WATERMARK directed by Jennifer Baichwal and Edward Burtynsky. A Mongrel Media release. 90 minutes. Some subtitles. Opens Friday (September 27). For venues and times, see listings.
Jennifer Baichwal and Edward Burtynsky would like you to really think about water.
Their new documentary Watermark (produced contemporaneously with Burtynsky’s book of stills, Water) explores humanity’s relationship to water around the world – how it’s used, abused, diverted and repurposed. And in a period of fast-paced, flashily edited films, it dares to take its time.
“Look, we know the capacity for reflection has diminished in contemporary society in general,” Baichwal says, doing a press day with Burtynsky just hours before their movie premieres at the Toronto Film Festival.
“Many documentaries can be reductive, because they’re advancing one point of view. There’s clarity there, but you gain clarity at the expense of complexity. This was a complex subject, and we wanted to let it be as complex and multifaceted as water is – you kind of flow along in that stream, and hopefully it allows you to think about it in a different way.

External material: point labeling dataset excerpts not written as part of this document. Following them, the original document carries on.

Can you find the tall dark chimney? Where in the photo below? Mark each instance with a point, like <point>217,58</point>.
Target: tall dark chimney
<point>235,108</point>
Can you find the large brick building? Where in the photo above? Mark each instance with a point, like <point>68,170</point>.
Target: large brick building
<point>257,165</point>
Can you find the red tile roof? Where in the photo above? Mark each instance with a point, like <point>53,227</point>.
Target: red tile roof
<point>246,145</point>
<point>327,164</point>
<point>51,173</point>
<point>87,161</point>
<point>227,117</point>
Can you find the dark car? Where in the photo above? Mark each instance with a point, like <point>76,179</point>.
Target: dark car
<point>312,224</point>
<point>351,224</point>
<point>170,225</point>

It gives you a different understanding of this thing that most of us in the developed world take for granted.”
Burtynsky was an essential creative collaborator on Manufactured Landscapes, but for Watermark he shares directorial credit with Baichwal.
“We went to our strengths,” Baichwal says. “Ed and I would be up in a helicopter, or Nick [de Pencier, producer/cinematographer] and Ed would be up in a helicopter, and Ed would be taking stills and Nick or I would be directing the Cineflex operator, and Ed would look at the screen and we’d figure out in points and out points” for a given shot.
“But then we’d go down on the ground, and Ed would spend a lot of time trying to get one incredible shot at the dam, and Nick and I would be following the guys who were going for lunch. We needed to do that for the film to work. It needed to have the human, emotional element.”
The project took Baichwal, Burtynsky and de Pencier around the world, from China’s massive Xiluodu Dam to unspoiled watersheds in British Columbia. And then they spent 11 months in an editing suite, finding the movie’s structure. (The most intriguing revelation in Watermark’s end-credit roll is the notation that the production began without a script.)
“Our way of making films is probably a dying way, because it does take a lot of time, and they’re expensive,” Baichwal says. “But it is about being in a place in an authentic way, and then trying to convey that authenticity to the viewer in an experiential way. It’s not having something that you already want to say in advance, and going there to find that thing and to cover it and then leave, you know?”
Baichwal and Burtynsky talk about the film on Sunday (September 29), 3 pm, at Indigo Manulife Centre. See Books, page 68. And the film’s Xiluodu Dam section plays during Nuit Blanche, October 5, at the TIFF Bell Lightbox.